Tuesday, December 30, 2014

2014 sees U.S. economy rise, Russia returning to Cold War posture




If asked who was the most popular leader in his country, the one whose economy is booming or the one whose economy is collapsing, you might lean to the one whose economy is booming.

In fact, Russian President Vladimir Putin is getting an 80 percent or higher approval rating. U.S. President Barack Obama’s approval rating is at a 20-month high, but not quite 50 percent.

Of course any polls or votes in a dictatorship cannot be taken seriously, but there is no doubt Putin is Russia’s most popular man, for the 16th year in a row.
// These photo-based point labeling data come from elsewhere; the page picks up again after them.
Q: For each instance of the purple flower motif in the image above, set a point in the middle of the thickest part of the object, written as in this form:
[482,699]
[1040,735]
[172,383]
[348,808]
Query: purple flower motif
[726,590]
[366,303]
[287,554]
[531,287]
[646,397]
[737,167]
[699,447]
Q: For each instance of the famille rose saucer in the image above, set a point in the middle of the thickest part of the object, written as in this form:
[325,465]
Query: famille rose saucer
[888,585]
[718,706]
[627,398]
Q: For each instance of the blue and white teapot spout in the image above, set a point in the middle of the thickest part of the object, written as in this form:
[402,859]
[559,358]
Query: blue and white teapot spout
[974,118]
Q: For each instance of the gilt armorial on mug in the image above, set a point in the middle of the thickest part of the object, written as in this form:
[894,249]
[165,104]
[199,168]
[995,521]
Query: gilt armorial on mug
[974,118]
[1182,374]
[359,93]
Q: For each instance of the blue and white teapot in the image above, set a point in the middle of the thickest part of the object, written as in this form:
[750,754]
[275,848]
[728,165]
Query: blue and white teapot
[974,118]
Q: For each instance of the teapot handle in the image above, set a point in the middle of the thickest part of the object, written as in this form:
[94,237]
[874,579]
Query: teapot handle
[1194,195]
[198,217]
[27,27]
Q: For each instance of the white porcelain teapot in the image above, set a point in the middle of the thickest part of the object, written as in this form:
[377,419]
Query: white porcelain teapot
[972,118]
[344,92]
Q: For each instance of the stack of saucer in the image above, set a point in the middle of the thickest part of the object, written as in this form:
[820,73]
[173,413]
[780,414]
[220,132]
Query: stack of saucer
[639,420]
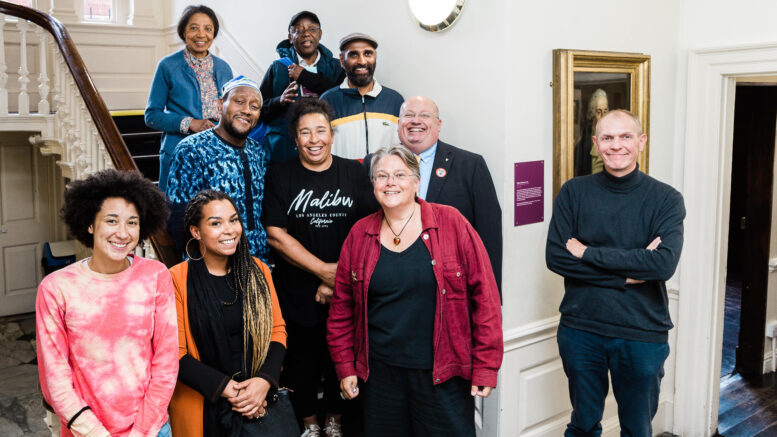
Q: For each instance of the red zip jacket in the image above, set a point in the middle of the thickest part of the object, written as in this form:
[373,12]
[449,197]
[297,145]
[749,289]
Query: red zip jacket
[468,316]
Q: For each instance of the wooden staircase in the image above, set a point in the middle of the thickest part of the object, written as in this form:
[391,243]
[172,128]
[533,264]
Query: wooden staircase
[74,124]
[142,142]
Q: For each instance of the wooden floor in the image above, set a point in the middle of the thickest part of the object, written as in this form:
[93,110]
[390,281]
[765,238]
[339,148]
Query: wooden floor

Nobel Prize Winner Paul Krugman, in a New York Times columnist, compares the U.S. economic recovery to a man hitting himself in the head with a baseball bat and then stopping.

Krugman makes clear the Republican party was wielding the bat. Thus no one should expect them to credit Obama for the highest economic growth level in 11 years.
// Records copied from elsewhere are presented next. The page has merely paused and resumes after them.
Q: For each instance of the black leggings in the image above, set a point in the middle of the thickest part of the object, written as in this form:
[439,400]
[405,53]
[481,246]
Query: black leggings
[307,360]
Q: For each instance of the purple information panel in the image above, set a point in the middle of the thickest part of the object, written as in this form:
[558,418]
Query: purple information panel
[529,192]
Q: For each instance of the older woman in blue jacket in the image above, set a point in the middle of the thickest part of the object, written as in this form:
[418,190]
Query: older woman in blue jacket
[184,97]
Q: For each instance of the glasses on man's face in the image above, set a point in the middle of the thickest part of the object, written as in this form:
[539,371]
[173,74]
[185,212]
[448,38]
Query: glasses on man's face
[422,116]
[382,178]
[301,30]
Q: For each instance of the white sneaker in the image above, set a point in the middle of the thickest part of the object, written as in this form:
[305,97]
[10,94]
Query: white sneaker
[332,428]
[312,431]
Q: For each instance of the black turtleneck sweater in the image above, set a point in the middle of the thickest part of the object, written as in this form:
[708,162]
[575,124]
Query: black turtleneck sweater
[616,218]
Americans are painfully aware of the growing disparity in wealth in the country, and therefore there will be few parties held to honor Obama.
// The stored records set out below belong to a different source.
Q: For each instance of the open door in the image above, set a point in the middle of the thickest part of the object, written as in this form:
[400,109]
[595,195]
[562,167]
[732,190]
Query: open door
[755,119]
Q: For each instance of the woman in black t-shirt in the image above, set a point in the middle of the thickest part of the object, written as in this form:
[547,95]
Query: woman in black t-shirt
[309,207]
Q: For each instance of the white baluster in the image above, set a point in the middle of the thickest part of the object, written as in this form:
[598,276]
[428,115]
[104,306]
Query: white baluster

Putin has banned government New Year’s eve parties, though he has made sure there will be plenty of vodka. Who wants to kiss a woman using beetroots for lipstick.

Although Obama won a Nobel Peace Prize for abandoning the aggressive status of President George W. Bush, he has been anything but timid.

He has stood up to Putin, persuading allies to impose sanctions that critics said would never work.

Obama also has used drones against widespread condemnation to make it possible to bring U.S. soldiers home.

Hated around the world, miniature drones were popular Christmas gifts.

Although Obama has refused to jump on board the Keystone Pipeline bandwagon, his administration has done nothing to stop the fracking boom that has made the nation the world’s No. 1 producer.

The result has been a world oil glut. It couldn’t have come at a worse time for Putin, which gets two-thirds of its revenue from energy.

Gasoline prices are below $2 a gallon in some states, the lowest in four years. The auto industry, which Obama helped save as a priority of his first year in office, is booming.

The president has had little luck, and no support from the other side of the aisle, in seeking contain climate change or solve the immigration problem.

He could have intervened to slow the legalization of marijuana and same-sex marriage, but has stuck to preelection promises to try force  the views of right-wing fundamentalists on country where church and state are to remain separate. Only isolated pockets of resistance to legal abortions remain.